If there were an upside to cancer, this exceptionally acted dramedy would be it. Above all, it offers leading lady and executive producer Linney -- a multiple Emmy winner, three-time Oscar nominee, and acclaimed stage actress -- smart material that she can really sink her teeth into. But it also surrounds her with a talented ensemble cast, including Oscar nominee Sidibe (who proves she has range beyond Precious) and guest stars like Brian Cox, Cynthia Nixon, and Liam Neeson.

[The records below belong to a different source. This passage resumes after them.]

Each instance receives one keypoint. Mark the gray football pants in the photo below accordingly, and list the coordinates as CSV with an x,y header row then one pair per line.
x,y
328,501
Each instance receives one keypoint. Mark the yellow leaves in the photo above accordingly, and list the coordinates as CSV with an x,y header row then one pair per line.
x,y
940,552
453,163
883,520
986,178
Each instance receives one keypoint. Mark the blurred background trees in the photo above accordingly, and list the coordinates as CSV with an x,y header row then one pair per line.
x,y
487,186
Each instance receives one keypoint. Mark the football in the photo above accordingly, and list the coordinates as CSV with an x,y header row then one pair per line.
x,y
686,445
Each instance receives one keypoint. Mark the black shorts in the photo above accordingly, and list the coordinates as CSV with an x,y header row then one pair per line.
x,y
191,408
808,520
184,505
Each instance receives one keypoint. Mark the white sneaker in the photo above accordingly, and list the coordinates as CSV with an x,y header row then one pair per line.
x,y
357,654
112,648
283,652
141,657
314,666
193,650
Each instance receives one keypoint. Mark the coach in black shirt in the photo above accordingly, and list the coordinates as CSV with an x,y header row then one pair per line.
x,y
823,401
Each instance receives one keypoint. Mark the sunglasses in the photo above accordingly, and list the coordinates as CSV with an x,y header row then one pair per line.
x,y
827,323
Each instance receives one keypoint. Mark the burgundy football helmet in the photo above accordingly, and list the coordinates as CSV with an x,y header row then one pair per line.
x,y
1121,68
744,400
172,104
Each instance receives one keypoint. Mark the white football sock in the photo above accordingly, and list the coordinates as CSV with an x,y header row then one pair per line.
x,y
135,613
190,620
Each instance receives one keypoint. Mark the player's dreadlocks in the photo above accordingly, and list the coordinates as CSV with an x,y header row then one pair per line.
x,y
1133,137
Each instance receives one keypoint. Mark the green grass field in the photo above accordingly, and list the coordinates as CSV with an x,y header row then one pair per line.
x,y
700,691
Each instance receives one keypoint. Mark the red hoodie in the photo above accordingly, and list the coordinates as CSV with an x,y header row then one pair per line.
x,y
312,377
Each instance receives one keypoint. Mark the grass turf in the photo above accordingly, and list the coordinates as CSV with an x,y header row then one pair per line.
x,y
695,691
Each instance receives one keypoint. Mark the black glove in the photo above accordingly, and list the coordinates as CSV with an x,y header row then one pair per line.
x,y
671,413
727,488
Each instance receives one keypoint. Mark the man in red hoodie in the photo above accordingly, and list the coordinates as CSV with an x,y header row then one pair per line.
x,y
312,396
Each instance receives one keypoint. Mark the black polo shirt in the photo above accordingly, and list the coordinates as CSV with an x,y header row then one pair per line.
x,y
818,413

Cathy's unconventional approach to her cancer diagnosis might not be for everyone, and some parents could decide that The Big C is better left to adults. After all, impending death or not, it's downright jarring to hear Cathy call her elderly neighbor "a f---ing c--t" or tell Sidibe, "You can't be fat and mean. ... You can either be fat and jolly or a skinny bitch. It's up to you." But for those who don't mind the shock value, The Big C is A-level entertainment.
Talk to your kids about ...
Families can talk about the show's tone. Is this meant to be a drama or a comedy? How can you tell? Does it work to have a show about cancer be funny?
How realistic are the teen and adult characters you see on screen? Is the strong language they use reflective of reality, or has it been amped up for the sake of entertainment? What would the consequences of their behavior be in real life?
Do you agree with Cathy's decision to keep her disease a secret from her immediate family? What are the pitfalls of having secrets of that magnitude? What are the benefits of being honest and open with those you love?